Make time for your family, friends, your boyfriend/girlfriend/significant other. I know people say that relationships can distract from study, but I can personally vouch that they don’t everytime. Use those around you to help you study. Have little study groups where you actually do work, or just quiz each other on questions. I learned a lot that way.
But besides the study, go and have fun with those around you. Don’t close yourself off, its definitely nice to rally around each other especially at a stressful time.
CHOOSING YOUR CAREER
I know picking what you want to do with the rest of your life from as young as 16 can be daunting. I never truly knew what I wanted to do, I still don’t. I tried to choose what I was interested in. I was good at science, found it interesting and thought I could make a career out of it. Just try and choose something you can see yourself happy doing for a long time. I’m not saying the rest of your life because there’s plenty of time to change career or course in the future. I’m an advocate for thinking I’d chosen the wrong course – but that’s a post for another day. Would you guys like a starting college post too? The good and the bad? Let me know. Just think about what you love doing and what subjects you’re interested in. And don’t worry if you don’t know yet, a year out to decide is always an option and you have right up until the end of June of your leaving cert to make a decision. Go through the books from the colleges and read up on the modules in the course and see if they suit you. Boards.ie is a great place to find people who are in college doing your course so you can ask them questions.
I’d also like to say a little something about choosing WHERE you want to go to college. Don’t just follow your friends for the sake of it. They’ll still be there, and if you go somewhere different you’ll make plenty of new wonderful friends, I know I have. I know its easy to say that, and it’s hard to go out on your own, but I do promise that everything will be okay.
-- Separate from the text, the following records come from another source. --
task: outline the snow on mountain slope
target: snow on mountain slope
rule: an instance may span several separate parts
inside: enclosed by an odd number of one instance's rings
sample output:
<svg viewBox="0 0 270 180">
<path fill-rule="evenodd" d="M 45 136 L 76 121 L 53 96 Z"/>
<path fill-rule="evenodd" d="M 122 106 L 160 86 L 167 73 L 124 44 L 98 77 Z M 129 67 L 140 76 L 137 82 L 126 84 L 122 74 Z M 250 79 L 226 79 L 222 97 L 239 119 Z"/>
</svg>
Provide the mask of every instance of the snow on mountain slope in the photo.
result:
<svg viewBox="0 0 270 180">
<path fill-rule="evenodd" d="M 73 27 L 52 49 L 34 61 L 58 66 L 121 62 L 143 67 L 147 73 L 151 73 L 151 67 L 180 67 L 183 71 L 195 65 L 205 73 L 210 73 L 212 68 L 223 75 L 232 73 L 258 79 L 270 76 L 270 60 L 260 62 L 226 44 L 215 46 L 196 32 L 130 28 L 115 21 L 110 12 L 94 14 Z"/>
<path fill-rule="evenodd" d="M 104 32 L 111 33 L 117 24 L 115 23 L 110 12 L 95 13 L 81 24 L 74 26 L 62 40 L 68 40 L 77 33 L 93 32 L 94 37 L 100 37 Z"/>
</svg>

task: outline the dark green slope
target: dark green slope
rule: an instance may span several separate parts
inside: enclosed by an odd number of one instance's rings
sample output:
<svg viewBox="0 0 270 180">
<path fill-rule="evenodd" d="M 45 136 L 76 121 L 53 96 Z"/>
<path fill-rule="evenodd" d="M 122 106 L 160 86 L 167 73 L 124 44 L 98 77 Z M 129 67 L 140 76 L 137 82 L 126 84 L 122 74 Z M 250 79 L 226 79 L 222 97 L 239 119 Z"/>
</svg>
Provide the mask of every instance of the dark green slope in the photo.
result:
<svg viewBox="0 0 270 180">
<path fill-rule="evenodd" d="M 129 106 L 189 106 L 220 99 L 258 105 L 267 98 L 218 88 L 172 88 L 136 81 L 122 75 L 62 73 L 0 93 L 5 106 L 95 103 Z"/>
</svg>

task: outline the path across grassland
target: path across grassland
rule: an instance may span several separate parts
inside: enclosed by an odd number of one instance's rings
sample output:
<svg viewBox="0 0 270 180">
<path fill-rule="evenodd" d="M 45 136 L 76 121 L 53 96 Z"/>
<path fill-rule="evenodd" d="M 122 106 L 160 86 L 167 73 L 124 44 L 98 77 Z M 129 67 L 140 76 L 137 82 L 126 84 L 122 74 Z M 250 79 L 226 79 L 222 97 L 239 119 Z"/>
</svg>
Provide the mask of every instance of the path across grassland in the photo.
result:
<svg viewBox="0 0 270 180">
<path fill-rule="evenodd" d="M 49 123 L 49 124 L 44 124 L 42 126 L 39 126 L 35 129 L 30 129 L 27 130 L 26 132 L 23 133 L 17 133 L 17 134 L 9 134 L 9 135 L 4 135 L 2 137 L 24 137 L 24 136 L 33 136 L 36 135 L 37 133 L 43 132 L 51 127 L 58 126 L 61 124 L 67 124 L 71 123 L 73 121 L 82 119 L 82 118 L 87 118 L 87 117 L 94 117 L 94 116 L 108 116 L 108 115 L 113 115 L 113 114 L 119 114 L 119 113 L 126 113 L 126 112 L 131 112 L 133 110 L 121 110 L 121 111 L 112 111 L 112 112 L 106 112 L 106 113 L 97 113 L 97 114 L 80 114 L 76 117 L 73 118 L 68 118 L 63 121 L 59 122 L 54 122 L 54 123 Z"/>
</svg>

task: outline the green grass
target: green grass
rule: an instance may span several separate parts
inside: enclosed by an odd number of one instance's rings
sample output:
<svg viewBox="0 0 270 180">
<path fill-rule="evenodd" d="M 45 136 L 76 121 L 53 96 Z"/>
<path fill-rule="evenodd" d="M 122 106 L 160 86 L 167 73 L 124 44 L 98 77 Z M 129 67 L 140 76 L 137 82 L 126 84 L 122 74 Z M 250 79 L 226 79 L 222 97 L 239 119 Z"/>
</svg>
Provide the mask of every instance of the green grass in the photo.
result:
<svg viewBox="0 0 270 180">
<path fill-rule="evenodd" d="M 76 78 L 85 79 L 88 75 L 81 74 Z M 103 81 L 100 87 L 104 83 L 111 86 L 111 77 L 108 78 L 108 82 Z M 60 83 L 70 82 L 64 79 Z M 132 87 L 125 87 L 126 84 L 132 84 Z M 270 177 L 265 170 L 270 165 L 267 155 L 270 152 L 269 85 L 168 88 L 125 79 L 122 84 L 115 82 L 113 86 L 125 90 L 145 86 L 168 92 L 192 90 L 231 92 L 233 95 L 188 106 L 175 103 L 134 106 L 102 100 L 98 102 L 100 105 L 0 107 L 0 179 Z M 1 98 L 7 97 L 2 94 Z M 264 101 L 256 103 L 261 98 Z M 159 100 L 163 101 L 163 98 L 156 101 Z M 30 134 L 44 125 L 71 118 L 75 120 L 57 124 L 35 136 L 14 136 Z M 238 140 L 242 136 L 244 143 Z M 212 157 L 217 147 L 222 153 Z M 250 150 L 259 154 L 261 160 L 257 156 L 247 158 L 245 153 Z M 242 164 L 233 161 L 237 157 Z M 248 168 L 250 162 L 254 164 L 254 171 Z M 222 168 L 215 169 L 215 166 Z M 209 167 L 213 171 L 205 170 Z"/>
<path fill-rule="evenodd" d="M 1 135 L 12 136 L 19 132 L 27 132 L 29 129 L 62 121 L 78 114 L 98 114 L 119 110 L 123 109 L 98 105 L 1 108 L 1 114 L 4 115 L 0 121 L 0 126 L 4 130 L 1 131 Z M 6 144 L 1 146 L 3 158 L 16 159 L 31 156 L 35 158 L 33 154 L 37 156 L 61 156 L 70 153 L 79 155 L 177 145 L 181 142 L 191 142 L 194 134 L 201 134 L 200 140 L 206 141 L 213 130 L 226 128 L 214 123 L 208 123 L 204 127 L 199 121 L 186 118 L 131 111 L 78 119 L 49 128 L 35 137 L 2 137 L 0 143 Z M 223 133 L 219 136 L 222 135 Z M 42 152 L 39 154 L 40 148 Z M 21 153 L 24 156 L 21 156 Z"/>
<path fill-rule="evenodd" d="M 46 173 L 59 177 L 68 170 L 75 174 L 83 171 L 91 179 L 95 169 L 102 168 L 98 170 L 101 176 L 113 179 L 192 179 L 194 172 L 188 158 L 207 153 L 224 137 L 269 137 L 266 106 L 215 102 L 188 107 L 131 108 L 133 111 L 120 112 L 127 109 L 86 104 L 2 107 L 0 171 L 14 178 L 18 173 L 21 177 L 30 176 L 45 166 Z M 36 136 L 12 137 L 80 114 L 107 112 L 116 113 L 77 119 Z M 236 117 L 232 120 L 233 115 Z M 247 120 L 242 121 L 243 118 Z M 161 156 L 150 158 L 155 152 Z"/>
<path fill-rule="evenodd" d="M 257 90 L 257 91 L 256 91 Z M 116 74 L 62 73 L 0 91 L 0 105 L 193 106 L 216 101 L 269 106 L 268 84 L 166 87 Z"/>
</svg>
I went to college not knowing anyone really. I had friends in other colleges in Dublin, so I saw them every now and again, but I made lots of new friends who I now consider my best friends as well. I even live in the same ROOM as the craziest one. It all works out.
I think that’s all I have to say. I hope this posts helps at least some of you. If you read it all, well done haha! If you read it out of pure procrastination, don’t worry I’m the queen of procrastination myself! All the best to all you, everything will be fine! Now go and ace those exams, I believe in you.